Thank God he didn’t offer a smile, or she might have died on the spot.
“I’ll eat, thank you,” she answered, feeling timid in front of him in the daylight.
Which was crazy. No one knew Danny better than she did.
“Can I make a bottle for Misha?”
“Already done,” he nodded to the table where a bottle was cooling along with a small bowl of what looked like smooth oatmeal.
Something cracked in her chest.
“Thank you, Danny.” She croaked.
She was afraid if she said more now, her words would be an incoherent messy jumble through sheer exhaustion and fear. She’d grown up in what anyone would call a rough life. Her parents were no good drunks. Her two brothers were thieves and con men who didn’t think anything of stealing from Aoife if they thought they could sell it on for a profit.
She was given to a man she loathed in order to do right by her family and still the fear she’d witnessed this week was something brand new.
It put a coldness in Aoife’s bones until she heard only the rattling inside her skin.
Every step she’d taken over the last seven years had been wrong.
It was as if she couldn’t find her way back to rightness again.
She was so lost and had been for the longest time, that was a certainty.
She had no family worthy of asking for help.
This whole craptastic show started because of them.
Her da was a drunk, her mother not much better. Alcoholics ravaged through families until there was only waste land left and her family was littered with them. Aoife knew that more than most, it was the one reason she never took a drop of alcohol.
If there was a gold medal for addiction, Flanagan’s would be on the podium… if they could find their way out of the pub. Thankfully, both of her parents were across the world and she was in no rush to ever see them again. Did that sound cruel for a daughter to say? Maybe if they hadn’t sold her to the highest bidder to pay off gambling debts she could think more favorable.
Misha was almost finished with her breakfast when she realized she’d sat there for minutes not saying anything. It was only when Danny pushed himself off from leaning on the counter that her heart stumbled over itself, watching him from the corner of her eye.

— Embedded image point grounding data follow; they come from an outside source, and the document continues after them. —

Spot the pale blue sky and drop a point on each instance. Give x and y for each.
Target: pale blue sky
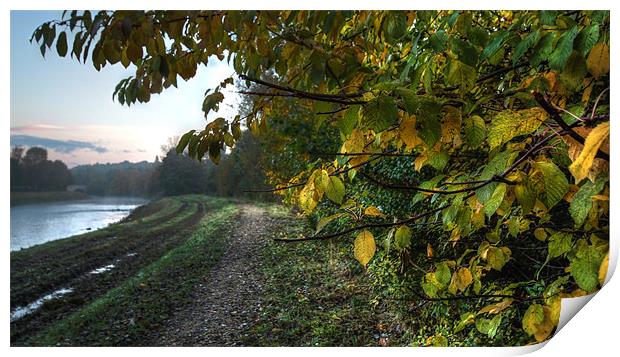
(61, 99)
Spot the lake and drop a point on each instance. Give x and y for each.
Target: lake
(33, 224)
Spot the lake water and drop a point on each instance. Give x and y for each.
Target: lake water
(38, 223)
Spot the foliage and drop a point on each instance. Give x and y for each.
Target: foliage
(474, 129)
(32, 171)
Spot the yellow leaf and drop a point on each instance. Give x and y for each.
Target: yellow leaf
(461, 279)
(451, 127)
(496, 308)
(429, 250)
(373, 211)
(408, 132)
(364, 247)
(598, 60)
(602, 271)
(581, 166)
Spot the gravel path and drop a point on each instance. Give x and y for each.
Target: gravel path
(227, 304)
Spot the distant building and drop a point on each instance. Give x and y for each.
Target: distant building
(76, 188)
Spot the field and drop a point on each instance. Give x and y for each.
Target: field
(146, 281)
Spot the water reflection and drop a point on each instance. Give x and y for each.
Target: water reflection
(38, 223)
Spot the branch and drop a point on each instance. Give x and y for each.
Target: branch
(364, 226)
(334, 98)
(544, 103)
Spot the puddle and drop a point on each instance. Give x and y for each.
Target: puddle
(102, 269)
(20, 312)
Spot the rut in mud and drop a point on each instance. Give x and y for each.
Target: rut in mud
(227, 303)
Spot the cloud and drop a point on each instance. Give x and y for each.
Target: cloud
(36, 127)
(63, 146)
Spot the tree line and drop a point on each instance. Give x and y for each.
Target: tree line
(175, 174)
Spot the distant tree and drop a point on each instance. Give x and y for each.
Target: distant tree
(179, 174)
(34, 155)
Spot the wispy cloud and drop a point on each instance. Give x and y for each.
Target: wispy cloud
(36, 127)
(63, 146)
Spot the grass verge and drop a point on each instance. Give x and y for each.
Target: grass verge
(129, 313)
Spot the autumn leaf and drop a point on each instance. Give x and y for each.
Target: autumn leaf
(581, 166)
(364, 247)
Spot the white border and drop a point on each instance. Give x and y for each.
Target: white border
(592, 331)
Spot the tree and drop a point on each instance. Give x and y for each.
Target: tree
(473, 145)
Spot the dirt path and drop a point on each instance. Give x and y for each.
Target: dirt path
(228, 302)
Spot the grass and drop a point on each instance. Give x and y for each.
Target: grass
(129, 313)
(315, 294)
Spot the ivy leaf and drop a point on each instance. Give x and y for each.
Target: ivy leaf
(598, 60)
(402, 237)
(581, 203)
(511, 123)
(364, 247)
(559, 56)
(554, 181)
(380, 113)
(335, 189)
(581, 166)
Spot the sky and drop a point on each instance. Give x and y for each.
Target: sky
(67, 107)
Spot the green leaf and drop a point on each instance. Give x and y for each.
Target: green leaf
(497, 257)
(325, 220)
(559, 56)
(584, 267)
(347, 123)
(582, 200)
(443, 274)
(402, 238)
(184, 141)
(474, 131)
(526, 196)
(543, 49)
(364, 247)
(495, 200)
(494, 45)
(466, 319)
(586, 39)
(559, 244)
(574, 71)
(525, 45)
(380, 113)
(533, 317)
(489, 327)
(462, 75)
(554, 181)
(335, 189)
(61, 44)
(439, 41)
(508, 124)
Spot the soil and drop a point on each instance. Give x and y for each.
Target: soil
(128, 254)
(228, 303)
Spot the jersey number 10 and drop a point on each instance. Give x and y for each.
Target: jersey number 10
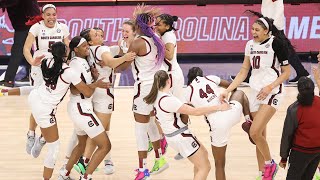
(256, 62)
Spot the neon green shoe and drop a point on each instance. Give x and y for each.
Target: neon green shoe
(317, 176)
(80, 168)
(159, 166)
(150, 148)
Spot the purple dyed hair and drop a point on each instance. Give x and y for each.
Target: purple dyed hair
(142, 21)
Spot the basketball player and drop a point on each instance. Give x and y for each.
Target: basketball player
(168, 109)
(103, 100)
(164, 26)
(80, 110)
(268, 58)
(45, 98)
(42, 35)
(204, 91)
(150, 54)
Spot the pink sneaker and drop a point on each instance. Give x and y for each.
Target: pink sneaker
(246, 127)
(163, 145)
(145, 175)
(270, 171)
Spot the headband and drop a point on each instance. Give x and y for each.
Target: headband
(264, 21)
(48, 6)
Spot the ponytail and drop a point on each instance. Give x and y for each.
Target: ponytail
(159, 82)
(142, 21)
(52, 68)
(169, 20)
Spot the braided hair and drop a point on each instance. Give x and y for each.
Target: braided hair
(52, 72)
(168, 20)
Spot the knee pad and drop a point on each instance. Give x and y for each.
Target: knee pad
(142, 136)
(72, 143)
(52, 155)
(153, 130)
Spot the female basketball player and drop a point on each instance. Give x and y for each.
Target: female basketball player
(42, 34)
(80, 110)
(103, 100)
(203, 91)
(168, 109)
(150, 54)
(164, 26)
(44, 99)
(268, 58)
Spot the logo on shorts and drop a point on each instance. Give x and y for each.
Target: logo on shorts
(275, 102)
(90, 124)
(134, 107)
(194, 144)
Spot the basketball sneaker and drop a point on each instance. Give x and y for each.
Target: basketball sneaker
(108, 167)
(37, 147)
(145, 175)
(62, 173)
(163, 145)
(80, 167)
(270, 171)
(246, 127)
(178, 157)
(159, 165)
(30, 143)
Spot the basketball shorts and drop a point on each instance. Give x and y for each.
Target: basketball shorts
(184, 143)
(141, 90)
(43, 113)
(273, 100)
(84, 119)
(177, 83)
(103, 100)
(221, 123)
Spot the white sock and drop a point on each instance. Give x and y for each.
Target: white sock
(25, 90)
(268, 162)
(108, 156)
(31, 133)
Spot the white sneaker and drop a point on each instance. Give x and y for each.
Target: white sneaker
(108, 167)
(36, 148)
(30, 143)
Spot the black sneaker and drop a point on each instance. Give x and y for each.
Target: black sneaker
(244, 83)
(9, 84)
(296, 79)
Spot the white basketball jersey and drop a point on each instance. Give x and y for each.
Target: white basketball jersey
(166, 107)
(144, 67)
(95, 58)
(170, 37)
(123, 46)
(45, 37)
(55, 94)
(203, 91)
(81, 65)
(264, 62)
(274, 9)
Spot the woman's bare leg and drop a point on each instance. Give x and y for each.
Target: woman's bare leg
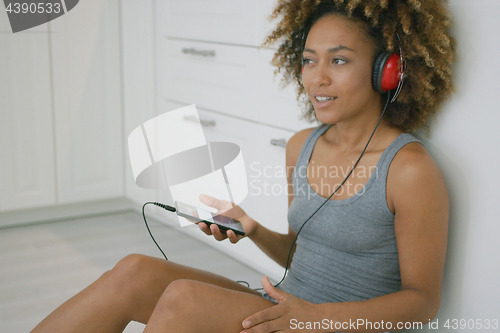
(130, 291)
(193, 306)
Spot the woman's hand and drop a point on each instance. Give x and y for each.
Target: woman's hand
(290, 315)
(231, 210)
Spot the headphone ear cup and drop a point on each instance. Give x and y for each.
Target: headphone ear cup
(378, 71)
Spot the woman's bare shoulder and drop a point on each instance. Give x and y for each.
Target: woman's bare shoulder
(414, 169)
(294, 145)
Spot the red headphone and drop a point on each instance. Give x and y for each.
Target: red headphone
(388, 72)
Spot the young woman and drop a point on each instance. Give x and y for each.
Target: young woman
(375, 252)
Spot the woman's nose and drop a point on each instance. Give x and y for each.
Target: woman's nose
(321, 76)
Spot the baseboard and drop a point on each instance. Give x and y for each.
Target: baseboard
(64, 212)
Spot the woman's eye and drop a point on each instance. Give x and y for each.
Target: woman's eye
(306, 61)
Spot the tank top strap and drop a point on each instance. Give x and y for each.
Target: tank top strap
(307, 148)
(386, 159)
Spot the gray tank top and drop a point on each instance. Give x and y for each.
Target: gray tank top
(348, 250)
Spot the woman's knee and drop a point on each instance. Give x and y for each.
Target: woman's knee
(130, 274)
(183, 295)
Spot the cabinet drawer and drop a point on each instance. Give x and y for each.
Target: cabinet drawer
(265, 164)
(226, 21)
(234, 80)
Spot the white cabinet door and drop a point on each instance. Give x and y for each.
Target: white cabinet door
(266, 201)
(26, 131)
(85, 46)
(138, 45)
(226, 21)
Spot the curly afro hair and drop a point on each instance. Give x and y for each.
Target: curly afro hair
(418, 27)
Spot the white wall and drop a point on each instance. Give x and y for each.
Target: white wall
(463, 141)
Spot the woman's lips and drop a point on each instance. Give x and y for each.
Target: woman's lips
(321, 105)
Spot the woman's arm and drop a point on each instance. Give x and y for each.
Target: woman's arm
(275, 245)
(417, 194)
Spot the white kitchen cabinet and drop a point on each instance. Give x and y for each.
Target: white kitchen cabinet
(235, 80)
(85, 49)
(27, 174)
(223, 21)
(265, 164)
(138, 47)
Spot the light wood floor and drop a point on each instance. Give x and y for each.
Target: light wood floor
(43, 265)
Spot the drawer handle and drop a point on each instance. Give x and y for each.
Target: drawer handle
(205, 53)
(203, 122)
(278, 142)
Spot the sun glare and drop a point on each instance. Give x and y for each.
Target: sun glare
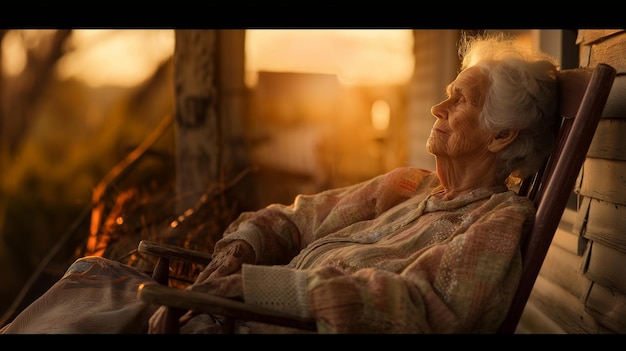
(116, 57)
(127, 57)
(356, 56)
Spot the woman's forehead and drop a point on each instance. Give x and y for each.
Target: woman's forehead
(472, 82)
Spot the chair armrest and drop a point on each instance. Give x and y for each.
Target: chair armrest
(173, 252)
(205, 303)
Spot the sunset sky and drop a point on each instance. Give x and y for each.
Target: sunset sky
(126, 57)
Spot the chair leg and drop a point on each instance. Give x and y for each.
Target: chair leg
(161, 271)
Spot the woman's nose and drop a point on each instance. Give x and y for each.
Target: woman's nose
(437, 110)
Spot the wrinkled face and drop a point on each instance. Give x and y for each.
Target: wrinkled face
(457, 133)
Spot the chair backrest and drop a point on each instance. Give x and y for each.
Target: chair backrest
(583, 92)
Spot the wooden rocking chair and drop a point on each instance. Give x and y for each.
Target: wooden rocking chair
(583, 93)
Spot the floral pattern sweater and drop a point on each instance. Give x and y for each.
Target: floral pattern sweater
(387, 256)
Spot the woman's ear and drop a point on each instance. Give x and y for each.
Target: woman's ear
(502, 139)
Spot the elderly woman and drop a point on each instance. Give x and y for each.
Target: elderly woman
(410, 251)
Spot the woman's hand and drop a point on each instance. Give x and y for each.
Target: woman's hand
(227, 261)
(165, 320)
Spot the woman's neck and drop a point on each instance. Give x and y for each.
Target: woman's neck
(464, 177)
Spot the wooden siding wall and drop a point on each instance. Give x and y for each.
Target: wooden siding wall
(582, 284)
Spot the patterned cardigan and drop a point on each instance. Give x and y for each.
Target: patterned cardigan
(386, 256)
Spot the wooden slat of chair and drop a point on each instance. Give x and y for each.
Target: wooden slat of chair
(582, 96)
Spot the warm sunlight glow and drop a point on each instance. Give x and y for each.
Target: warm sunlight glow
(116, 57)
(381, 113)
(356, 56)
(126, 57)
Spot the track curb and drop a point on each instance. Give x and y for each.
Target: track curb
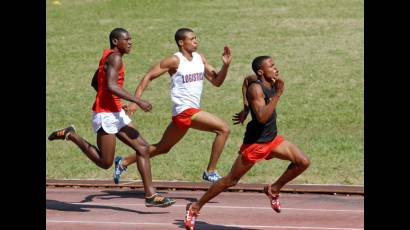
(186, 185)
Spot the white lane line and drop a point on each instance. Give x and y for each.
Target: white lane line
(163, 224)
(228, 207)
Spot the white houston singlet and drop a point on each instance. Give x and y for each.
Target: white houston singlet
(186, 83)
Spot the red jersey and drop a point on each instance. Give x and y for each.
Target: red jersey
(105, 100)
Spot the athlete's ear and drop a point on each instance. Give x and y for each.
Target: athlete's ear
(114, 41)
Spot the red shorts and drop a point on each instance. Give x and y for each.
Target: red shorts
(183, 120)
(259, 151)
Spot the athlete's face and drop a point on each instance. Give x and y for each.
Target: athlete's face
(190, 42)
(269, 70)
(124, 43)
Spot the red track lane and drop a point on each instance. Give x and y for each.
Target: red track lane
(110, 208)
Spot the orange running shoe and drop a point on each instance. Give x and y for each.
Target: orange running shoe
(190, 218)
(274, 199)
(61, 134)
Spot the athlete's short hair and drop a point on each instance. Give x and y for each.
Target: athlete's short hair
(180, 34)
(116, 33)
(257, 63)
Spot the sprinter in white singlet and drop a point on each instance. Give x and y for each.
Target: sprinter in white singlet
(188, 69)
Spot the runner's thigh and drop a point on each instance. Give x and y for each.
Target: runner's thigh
(207, 122)
(131, 137)
(287, 151)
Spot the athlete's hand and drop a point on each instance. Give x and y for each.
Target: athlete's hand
(226, 55)
(279, 86)
(130, 108)
(240, 117)
(145, 105)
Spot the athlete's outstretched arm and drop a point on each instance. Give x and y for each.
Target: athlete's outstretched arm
(168, 64)
(256, 100)
(217, 78)
(239, 118)
(94, 81)
(112, 67)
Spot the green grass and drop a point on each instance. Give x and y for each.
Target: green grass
(318, 47)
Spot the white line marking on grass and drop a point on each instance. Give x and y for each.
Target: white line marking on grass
(163, 224)
(230, 207)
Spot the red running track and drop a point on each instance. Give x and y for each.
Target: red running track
(110, 208)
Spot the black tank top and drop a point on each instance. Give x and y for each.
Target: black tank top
(257, 132)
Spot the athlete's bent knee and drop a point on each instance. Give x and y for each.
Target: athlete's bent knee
(303, 162)
(225, 130)
(106, 165)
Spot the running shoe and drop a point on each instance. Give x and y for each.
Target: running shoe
(190, 218)
(61, 134)
(211, 177)
(118, 169)
(157, 200)
(274, 199)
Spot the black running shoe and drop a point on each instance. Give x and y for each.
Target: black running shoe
(157, 200)
(61, 134)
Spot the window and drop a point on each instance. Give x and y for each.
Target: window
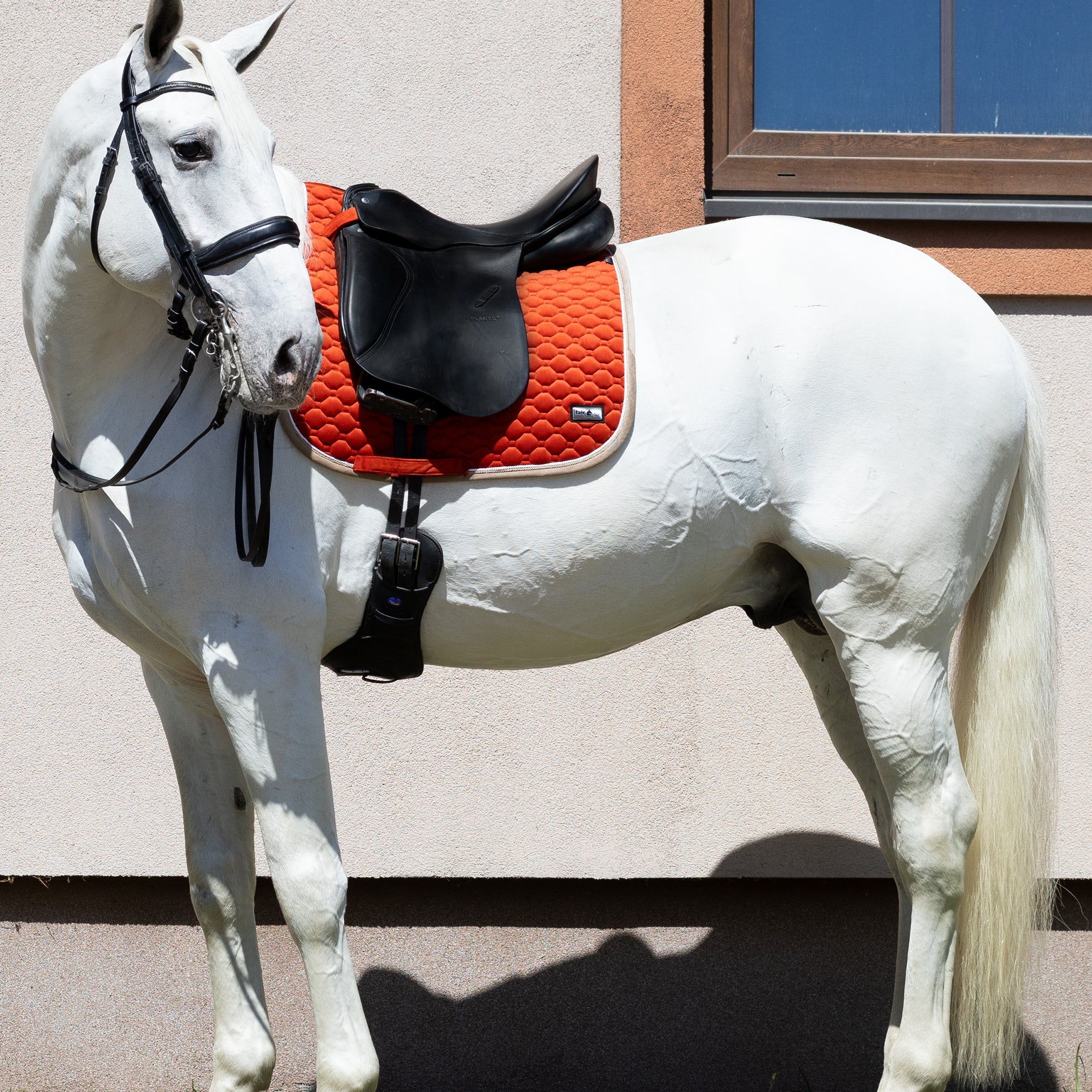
(915, 98)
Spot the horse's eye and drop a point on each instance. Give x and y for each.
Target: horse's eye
(192, 150)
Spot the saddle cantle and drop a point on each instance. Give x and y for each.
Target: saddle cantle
(429, 313)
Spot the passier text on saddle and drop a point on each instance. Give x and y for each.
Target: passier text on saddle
(432, 325)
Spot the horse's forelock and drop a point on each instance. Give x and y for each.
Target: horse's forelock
(243, 124)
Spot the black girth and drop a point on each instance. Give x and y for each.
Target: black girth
(193, 266)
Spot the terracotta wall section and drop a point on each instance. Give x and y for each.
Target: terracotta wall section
(662, 116)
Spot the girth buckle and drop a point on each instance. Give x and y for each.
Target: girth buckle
(398, 560)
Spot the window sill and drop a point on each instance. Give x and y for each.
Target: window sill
(1044, 252)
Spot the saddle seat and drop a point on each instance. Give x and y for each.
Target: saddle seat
(430, 316)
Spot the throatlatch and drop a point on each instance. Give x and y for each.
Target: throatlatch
(387, 647)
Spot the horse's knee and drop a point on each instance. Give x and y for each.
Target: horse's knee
(312, 888)
(216, 899)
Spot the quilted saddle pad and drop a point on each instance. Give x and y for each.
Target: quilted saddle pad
(577, 410)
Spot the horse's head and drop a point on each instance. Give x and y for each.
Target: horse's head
(216, 161)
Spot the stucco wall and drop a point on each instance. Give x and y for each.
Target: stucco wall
(666, 761)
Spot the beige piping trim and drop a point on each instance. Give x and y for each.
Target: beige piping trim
(584, 464)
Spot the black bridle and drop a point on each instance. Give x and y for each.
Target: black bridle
(193, 265)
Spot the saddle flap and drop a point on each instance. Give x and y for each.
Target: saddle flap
(399, 219)
(443, 325)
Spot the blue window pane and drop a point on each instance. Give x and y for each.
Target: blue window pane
(1024, 67)
(850, 66)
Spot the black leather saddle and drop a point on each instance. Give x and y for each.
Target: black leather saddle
(430, 316)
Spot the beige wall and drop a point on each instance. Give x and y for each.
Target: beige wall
(666, 761)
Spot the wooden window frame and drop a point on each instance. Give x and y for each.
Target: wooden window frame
(768, 161)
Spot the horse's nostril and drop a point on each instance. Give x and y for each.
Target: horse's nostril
(288, 358)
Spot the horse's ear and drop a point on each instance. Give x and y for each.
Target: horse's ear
(161, 29)
(244, 46)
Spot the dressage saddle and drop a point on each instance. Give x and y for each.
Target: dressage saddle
(432, 325)
(429, 310)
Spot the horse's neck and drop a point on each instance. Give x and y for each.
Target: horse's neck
(103, 352)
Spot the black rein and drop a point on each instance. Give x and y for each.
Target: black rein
(257, 430)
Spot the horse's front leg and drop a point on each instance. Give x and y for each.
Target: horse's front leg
(266, 686)
(219, 822)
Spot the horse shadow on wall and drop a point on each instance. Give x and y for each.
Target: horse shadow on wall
(790, 990)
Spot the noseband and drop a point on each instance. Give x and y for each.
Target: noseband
(193, 265)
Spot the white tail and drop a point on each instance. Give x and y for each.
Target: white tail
(1004, 706)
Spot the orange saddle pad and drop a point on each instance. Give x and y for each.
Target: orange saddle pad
(577, 358)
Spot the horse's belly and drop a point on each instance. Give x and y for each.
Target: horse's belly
(536, 577)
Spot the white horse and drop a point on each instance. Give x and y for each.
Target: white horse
(811, 400)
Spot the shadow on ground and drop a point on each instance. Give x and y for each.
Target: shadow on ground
(789, 991)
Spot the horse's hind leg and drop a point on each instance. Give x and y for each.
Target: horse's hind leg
(900, 689)
(219, 822)
(818, 660)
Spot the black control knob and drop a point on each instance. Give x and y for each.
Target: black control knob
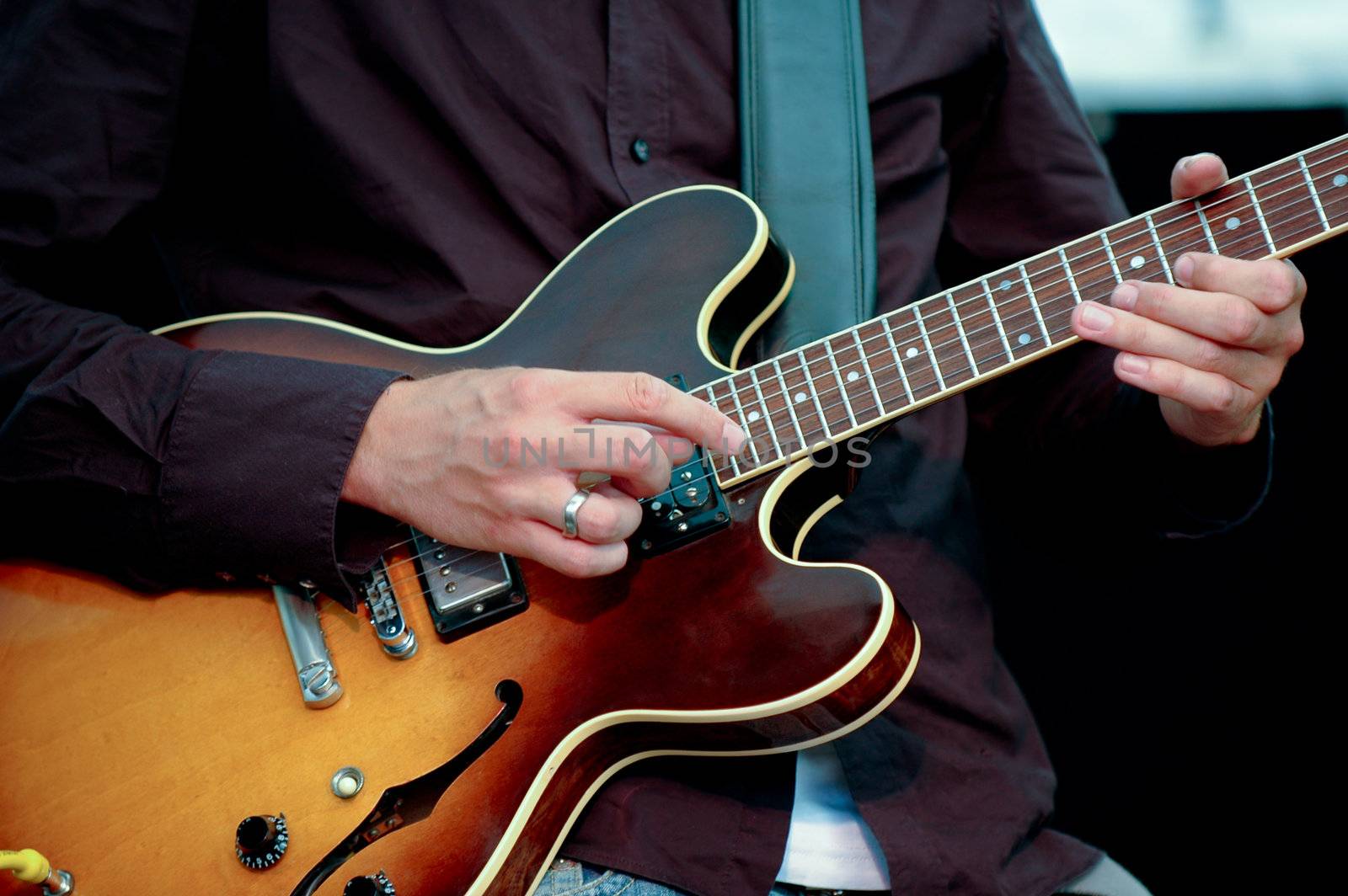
(260, 841)
(370, 886)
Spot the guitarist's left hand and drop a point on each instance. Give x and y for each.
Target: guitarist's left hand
(1212, 347)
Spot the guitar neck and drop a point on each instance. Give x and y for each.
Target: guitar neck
(853, 381)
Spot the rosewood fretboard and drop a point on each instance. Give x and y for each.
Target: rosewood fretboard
(921, 354)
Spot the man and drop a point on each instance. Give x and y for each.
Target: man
(417, 168)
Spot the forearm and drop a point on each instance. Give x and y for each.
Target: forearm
(165, 467)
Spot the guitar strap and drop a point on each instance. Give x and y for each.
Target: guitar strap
(805, 141)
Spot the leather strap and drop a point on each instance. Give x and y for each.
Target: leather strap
(805, 135)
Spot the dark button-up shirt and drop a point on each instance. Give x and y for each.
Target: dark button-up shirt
(415, 168)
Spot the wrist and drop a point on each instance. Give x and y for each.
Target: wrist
(366, 483)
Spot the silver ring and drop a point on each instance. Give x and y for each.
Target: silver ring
(570, 512)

“Let’s be seeing how that blister is,” he said nonchalantly, unaware he’d set off a stampeding thrumming throughout her limbs. The tingling sensation only intensified when he suddenly dropped to his knees in front of her and Aoife bit back her whimper.
He smelled incredible. Cedar and fresh linen.
The smell of a man she remembered as much as she did her own skin.
How could he be so nice to her after everything she’d said and done?
I can’t marry you, Danny-boy. We were stupid kids making grown up plans.
Because her begging heart longed for any passage of kindness, she let him roll up the leg of the pants and clean her blistered ankle once again. The brush of his long fingers were torture and if not for the baby draining the last of her milk within her arms, Aoife might have done something so stupid by touching his hair, his cheek, his very grown up kissable lips.
She was a woman who loved him … would always love him … and didn’t have the right to express it.
The way he went on glancing at her, felt as it always had … old souls reconnecting.